Cuéntalo

Es sábado por la noche y, como en la película de Arthur Penn, la gente del medio oeste se lanza a las calles para ocupar sus bares y discotecas. La jauría humana se ha domesticado al tiempo que se ha vuelto más sutil en sus formas de persecución del proscrito. Lo observo desde una mesa pensada para quien no espera compañía –apostado contra la ventana, este escaño de madera se convierte en una fuente de creación, de creación entendida como vía de escape de la soledad–, frente a un reloj de aguja que indica el paso del tiempo sobre la conversación de dos mujeres adultas, una de las cuales saca una tableta de chocolate del bolsillo que guarda, presurosa, ante la llegada de una tercera. CULPABLE.

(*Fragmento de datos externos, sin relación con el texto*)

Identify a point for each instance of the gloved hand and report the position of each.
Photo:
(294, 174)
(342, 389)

Qué curioso, me digo. La exacerbación de la individualidad ha dado como resultado el proceso contrario. Hartos de identificarnos con nuestra religión, con nuestro oficio o lugar de procedencia, hemos quedado reducidos a un número, a una tendencia o comportamiento que será monitorizado para alimentar algoritmos que nos expliquen mucho mejor de lo que lo pudieron hacer Kierkegaard o Sartre; o eso piensan, desde luego, con esa arrogancia neocientifista e insensible quienes los generan. En la lucha por la ciudadanía, somos más “administrados” que nunca: un número de expediente, un DNI en el mejor de los casos. En el intento de ser especiales, hemos perdido muchas de las posibilidades del diálogo, espacios de encuentro, foros de debate. El susurro se convirtió en grito cuando empezamos a manifestarnos mezclados con la masa revolucionaria. Y no nos detuvimos: el grito derivó en lamento –o mensaje de socorro– por Twitter, Facebook o Instagram.

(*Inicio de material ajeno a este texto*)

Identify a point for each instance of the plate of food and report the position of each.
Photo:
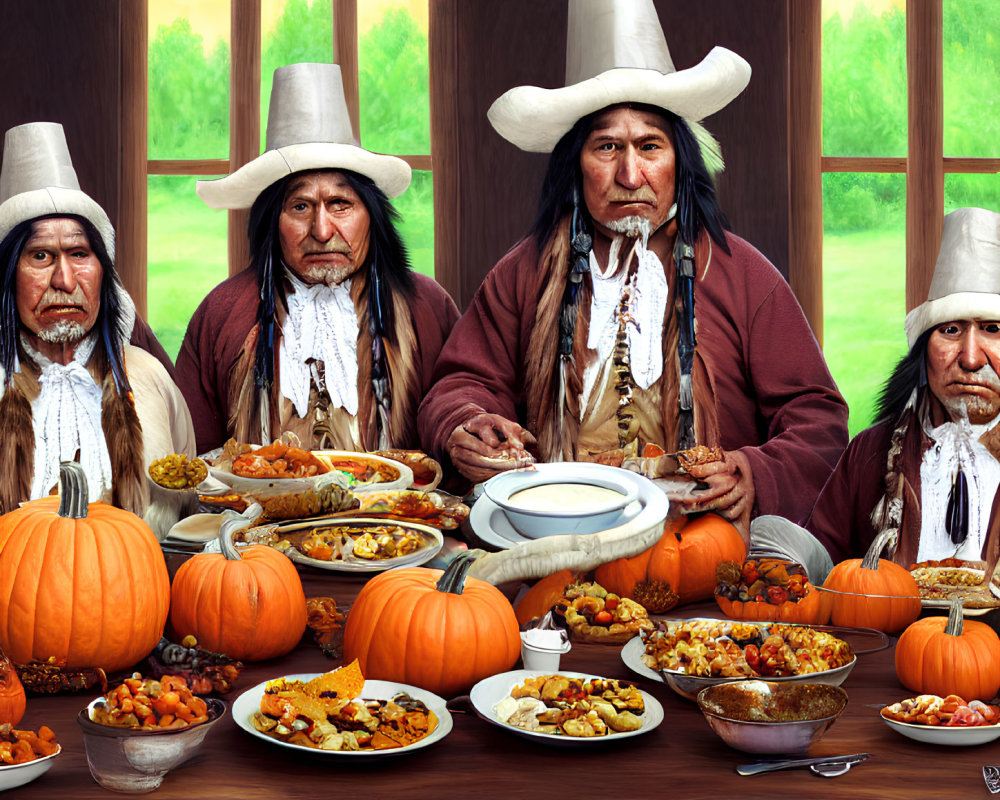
(565, 708)
(689, 655)
(944, 720)
(340, 714)
(349, 544)
(942, 581)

Se preguntaba Thomas Mann, en su postrera gran obra, Doktor Faustus, a través de uno de los personajes, si merecía la pena quitarse la vida, y arruinar la de los que te rodean, por no culminar una aspiración individual, en este caso artística. El del suicida es el relato mejor montado de cuantos se urden cada segundo en este y otros bares, en esta como en cualquier otra ciudad moderna, donde el sentido de comunidad se diluye. Quizá estemos huérfanos de una misión clara, sea entrar en una fortaleza nazi para librar el patíbulo, siguiendo instrucciones de las que ayudan a no pensar, o perseguir al Robert Redford de turno, prófugo tras esa condena social que, cada vez que se pronuncia, nos devuelve al Oeste, situado a la izquierda de los mapas únicamente por convención.

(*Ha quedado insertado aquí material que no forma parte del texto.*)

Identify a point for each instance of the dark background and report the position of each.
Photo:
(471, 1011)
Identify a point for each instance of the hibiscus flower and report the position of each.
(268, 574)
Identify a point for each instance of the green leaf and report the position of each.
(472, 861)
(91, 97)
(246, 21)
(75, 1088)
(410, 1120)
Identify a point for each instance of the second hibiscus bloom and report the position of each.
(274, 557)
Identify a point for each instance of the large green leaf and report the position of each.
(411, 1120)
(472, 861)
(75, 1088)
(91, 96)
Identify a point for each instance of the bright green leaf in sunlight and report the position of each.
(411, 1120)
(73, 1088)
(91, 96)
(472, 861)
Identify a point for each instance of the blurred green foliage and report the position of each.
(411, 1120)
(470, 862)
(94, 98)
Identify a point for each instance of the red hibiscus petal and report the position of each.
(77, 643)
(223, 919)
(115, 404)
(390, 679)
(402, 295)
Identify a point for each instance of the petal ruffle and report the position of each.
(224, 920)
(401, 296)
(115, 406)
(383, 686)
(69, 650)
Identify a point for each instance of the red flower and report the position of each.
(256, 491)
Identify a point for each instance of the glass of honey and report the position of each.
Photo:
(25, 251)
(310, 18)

Cierran los cines, extirpados del centro de las ciudades, donde no es sostenible mantener un ocio tan barato (sí, ya sé lo que están pensando) e ineficiente. Cierran los centros comerciales, asfixiados por el comercio electrónico, que engorda la ilusión de autosuficiencia y reduce el contacto entre mercaderes y consumidores fomentando un tipo de relaciones que ha calado también en la experiencia artística, de ahí que el creador también se vea sometido a la dictadura de la evaluación o a las denuncias por entrega defectuosa.

Hoy empieza el festival de narrativa Cuéntalo, qué apropiado el cartel, en la ciudad de Logroño. No faltarán aspirantes a esta mesa, pensada para quien no espera compañía, pronunciadores de lamentos, suicidas que aún no han descubierto su destino, cronistas de una época que no puede contarse a sí misma –pues hay tantos siglos XXI como usuarios de Amazon y Netflix–, y lectores, desesperados por conocer algo más de la vida privada de los literatos, creadores por voluntad propia, objetos de subasta mucho menos valiosos que un gabán de seda o unas bragas de encaje salvo que cuenten detalles escabrosos mientras callan sobre las grandes preguntas (que a nadie le importan).